The effect use in business code

import Data.Maybe
import Polysemy

myBusinessFunction :: Member Configuration r => Int -> Sem r (Either String Int)
myBusinessFunction amount = do
  maybeMinimumAmount <- fmap (fmap read) (readConf "MINIMUM_AMOUNT")
  let minimumAmount = fromMaybe 500 maybeMinimumAmount
  pure $ if amount >= minimumAmount
           then Right amount
           else Left $ show amount ++ " is lower than the minimum allowed amount " ++ show minimumAmount

This function reads the MINIMUM_AMOUNT configuration setting, or uses 500 as default value, then checks that the passed value is greater than or equal to the minimum amount.

Note: the double fmap may look weird, this is because we want to convert the resulting String to an Int but there are 2 layers to map over: IO and Maybe.

Again, the business code is not concerned with how the configuration is retrieved. Is it from an environment variable? A file? A cache? A hardcoded value? Or a combination of those? This decision is up to the interpreter!

The interpreters

This is an example of interpreter that reads from environment variables:

import System.Environment
import Polysemy

confToIO :: Member (Embed IO) r => Sem (Configuration ': r) a -> Sem r a
confToIO = interpret (\(ReadConf envVarName) -> embed $ lookupEnv envVarName)

Now let’s write a mock interpreter for our tests!

As stated in introduction, mocking means that each test gets to decide the behavior of effects. In this particular case, it means the decision of how to transform the configuration name (e.g.

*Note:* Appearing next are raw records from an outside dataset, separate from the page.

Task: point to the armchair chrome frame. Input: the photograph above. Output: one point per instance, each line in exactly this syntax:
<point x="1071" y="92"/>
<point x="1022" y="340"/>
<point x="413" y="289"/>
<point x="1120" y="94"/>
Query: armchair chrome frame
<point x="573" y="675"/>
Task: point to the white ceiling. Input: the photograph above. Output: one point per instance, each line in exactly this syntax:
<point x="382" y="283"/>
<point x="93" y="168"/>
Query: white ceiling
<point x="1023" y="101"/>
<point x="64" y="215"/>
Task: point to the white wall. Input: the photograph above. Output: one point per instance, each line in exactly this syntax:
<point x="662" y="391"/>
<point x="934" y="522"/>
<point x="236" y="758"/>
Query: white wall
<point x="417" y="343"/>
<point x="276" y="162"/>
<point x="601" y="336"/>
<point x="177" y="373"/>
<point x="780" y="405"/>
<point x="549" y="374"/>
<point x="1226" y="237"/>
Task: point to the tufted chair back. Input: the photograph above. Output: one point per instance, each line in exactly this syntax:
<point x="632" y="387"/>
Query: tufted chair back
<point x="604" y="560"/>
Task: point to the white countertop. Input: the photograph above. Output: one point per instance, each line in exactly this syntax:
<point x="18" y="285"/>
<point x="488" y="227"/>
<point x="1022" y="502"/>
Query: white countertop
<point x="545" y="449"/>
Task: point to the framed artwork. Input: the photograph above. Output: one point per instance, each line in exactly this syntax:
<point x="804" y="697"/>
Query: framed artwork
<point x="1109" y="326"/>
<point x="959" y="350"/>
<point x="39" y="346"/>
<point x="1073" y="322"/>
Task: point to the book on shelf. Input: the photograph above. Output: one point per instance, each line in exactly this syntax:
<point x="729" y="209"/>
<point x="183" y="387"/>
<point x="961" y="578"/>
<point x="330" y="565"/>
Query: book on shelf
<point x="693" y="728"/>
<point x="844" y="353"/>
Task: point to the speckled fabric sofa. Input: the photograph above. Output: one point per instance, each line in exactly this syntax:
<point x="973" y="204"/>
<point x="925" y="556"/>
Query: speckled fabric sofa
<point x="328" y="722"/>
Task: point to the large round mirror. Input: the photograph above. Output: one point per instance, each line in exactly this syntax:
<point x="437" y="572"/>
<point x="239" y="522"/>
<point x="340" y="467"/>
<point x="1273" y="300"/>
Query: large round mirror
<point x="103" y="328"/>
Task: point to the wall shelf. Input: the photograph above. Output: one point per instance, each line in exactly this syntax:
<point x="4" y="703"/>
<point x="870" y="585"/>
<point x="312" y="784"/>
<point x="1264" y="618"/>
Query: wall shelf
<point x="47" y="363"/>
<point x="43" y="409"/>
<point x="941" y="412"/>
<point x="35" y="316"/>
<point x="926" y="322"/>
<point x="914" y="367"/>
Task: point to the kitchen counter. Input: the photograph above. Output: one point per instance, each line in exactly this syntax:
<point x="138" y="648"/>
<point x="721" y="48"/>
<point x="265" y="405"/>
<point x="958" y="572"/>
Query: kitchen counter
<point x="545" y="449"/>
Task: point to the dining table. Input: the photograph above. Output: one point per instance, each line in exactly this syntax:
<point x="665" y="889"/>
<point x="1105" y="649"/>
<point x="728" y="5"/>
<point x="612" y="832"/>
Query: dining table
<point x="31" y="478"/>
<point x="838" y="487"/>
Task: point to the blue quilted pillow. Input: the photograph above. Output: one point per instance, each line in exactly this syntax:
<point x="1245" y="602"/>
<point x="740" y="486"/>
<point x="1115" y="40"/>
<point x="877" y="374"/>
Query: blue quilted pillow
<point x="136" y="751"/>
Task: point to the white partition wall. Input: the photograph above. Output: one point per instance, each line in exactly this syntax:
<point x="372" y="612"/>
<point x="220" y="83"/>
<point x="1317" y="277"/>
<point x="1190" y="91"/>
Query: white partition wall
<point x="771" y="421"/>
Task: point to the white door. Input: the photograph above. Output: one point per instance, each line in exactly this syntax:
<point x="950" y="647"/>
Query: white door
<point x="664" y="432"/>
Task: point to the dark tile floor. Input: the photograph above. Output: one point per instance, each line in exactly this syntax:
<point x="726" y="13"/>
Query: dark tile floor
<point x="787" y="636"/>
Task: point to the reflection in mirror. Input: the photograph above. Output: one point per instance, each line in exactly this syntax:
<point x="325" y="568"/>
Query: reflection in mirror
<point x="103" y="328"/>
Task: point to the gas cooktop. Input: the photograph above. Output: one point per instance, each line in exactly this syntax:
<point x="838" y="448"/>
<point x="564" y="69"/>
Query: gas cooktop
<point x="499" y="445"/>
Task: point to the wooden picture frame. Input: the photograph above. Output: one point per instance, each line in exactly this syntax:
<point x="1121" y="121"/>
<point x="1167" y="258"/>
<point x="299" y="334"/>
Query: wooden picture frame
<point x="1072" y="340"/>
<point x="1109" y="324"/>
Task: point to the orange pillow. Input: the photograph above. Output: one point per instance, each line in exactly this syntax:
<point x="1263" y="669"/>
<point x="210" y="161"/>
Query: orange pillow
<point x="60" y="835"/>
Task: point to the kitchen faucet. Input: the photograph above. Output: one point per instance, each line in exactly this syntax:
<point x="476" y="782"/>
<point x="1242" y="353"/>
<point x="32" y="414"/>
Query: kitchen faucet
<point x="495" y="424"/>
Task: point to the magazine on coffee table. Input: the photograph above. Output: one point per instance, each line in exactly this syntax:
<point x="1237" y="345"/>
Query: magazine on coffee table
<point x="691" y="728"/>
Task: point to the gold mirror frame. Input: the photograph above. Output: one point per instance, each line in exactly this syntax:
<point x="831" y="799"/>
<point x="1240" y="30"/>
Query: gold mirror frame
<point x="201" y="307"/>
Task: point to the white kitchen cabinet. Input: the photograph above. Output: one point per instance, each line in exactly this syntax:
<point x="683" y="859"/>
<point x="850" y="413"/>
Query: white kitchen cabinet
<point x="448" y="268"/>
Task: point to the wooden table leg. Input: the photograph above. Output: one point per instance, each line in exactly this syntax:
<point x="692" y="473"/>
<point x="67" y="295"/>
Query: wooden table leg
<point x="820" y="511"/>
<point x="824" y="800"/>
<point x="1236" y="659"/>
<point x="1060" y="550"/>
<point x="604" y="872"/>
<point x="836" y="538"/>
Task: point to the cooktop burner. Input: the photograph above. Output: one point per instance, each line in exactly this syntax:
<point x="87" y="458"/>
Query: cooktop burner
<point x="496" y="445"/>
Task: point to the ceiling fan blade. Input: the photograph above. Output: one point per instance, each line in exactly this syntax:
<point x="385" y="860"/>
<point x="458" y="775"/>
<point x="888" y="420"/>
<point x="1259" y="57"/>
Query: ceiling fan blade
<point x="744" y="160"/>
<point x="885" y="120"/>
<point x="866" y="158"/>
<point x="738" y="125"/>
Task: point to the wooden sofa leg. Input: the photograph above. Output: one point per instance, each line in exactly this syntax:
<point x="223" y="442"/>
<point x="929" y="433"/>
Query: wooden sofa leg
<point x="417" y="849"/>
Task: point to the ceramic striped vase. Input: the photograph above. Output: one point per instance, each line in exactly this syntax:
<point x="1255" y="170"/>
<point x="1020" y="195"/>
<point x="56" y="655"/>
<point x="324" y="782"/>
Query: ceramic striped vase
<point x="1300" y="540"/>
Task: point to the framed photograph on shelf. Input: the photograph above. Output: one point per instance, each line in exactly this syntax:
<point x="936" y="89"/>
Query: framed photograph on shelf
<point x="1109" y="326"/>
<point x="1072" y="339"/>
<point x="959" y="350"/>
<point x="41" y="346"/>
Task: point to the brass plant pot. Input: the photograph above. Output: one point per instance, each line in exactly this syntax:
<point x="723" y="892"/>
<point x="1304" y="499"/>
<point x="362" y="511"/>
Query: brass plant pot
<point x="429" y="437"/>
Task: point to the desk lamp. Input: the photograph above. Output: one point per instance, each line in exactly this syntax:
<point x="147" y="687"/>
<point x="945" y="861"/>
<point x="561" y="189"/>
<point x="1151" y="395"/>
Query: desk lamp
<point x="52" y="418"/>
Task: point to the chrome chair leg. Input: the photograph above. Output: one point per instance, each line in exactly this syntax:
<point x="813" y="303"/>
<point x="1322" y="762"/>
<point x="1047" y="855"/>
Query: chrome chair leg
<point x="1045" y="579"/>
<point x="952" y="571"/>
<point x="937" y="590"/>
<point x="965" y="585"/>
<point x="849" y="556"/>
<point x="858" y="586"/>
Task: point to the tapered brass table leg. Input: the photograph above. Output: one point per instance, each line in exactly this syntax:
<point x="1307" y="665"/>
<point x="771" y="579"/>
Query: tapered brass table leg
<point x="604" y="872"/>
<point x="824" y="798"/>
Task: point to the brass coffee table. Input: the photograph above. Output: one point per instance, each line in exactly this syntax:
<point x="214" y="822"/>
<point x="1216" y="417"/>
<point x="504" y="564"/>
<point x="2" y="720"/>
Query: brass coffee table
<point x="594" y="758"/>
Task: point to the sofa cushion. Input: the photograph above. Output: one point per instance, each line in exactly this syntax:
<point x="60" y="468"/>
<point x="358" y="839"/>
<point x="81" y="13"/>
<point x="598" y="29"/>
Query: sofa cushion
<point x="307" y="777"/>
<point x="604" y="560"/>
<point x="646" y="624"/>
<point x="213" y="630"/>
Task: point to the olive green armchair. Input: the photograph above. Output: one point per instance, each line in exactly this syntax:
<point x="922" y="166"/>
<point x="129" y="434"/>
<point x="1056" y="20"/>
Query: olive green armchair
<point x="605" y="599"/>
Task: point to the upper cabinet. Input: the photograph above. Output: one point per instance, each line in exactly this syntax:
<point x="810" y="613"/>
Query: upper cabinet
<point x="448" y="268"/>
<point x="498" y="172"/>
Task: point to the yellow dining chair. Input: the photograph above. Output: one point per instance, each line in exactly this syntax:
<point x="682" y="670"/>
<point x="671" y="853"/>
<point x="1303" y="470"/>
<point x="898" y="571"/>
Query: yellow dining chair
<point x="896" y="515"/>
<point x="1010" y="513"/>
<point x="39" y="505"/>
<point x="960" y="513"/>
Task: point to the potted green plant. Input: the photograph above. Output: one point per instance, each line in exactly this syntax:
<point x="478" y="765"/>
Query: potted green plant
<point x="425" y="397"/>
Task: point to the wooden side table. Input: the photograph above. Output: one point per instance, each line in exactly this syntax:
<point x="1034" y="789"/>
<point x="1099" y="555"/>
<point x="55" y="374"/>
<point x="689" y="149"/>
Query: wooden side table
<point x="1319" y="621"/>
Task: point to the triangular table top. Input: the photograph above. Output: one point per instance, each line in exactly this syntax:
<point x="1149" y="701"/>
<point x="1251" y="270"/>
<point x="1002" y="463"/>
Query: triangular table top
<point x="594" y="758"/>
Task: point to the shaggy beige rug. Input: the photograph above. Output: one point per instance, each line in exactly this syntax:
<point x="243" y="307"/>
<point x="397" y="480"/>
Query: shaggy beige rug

MINIMUM_AMOUNT) to a value (of type Maybe String) is up to each test, not to the interpreter.

Said differently, the interpreter should take as argument how to do this transformation.

In a functional language, it means: the interpreter should take as argument the function String -> Maybe String, and each test should pass such a function (the mock behavior).

confToMock :: (String -> Maybe String) -> Sem (Configuration ': r) a -> Sem r a
confToMock mockLookupEnv = interpret (\(ReadConf envVarName) -> pure $ mockLookupEnv envVarName)

And now a couple of unit tests showing how to use it:

import Test.HUnit

test_defaultMinimumAmount_lower = TestCase $
  let 
    mockLookupEnv _ = Nothing
    result = run . confToMock mockLookupEnv $ myBusinessFunction 400
  in 
    result @?= Left "400 is lower than the minimum allowed amount 500"

test_minimumAmount_greater = TestCase $
  let 
    mockLookupEnv "MINIMUM_AMOUNT" = Just "250"
    mockLookupEnv _                = Nothing
    result = run . confToMock mockLookupEnv $ myBusinessFunction 400
  in 
    result @?= Right 400

As you can see, each test provides the mocking function mockLookupEnv which is then injected in the interpreter.

You can find the full code example on my Github repo.

Conclusion

As shown in this post, testing (by mocking) is nice and inexpensive in Haskell with an effect framework like Polysemy.

The separation between effect declaration, effect use and effect interpretation is a big plus: tests only need to change the interpreter to mock effects, all other things remaining equal.

We have been using this technique for more than 6 months in my team, and we truly enjoy it. Most of us have experience with mocking techniques and frameworks in other languages (e.g. Java, JavaScript) but testing in Haskell with Polysemy is far more enjoyable, and by a long shot.

Remember: all the things shown here are loosely coupled to the testing libraries (HUnit and QuickCheck) and the effect library (Polysemy). You can achieve similar benefits with any testing or effect library that relies on the same separation of effect declaration, effect use and effect interpretation.

Enjoy testing!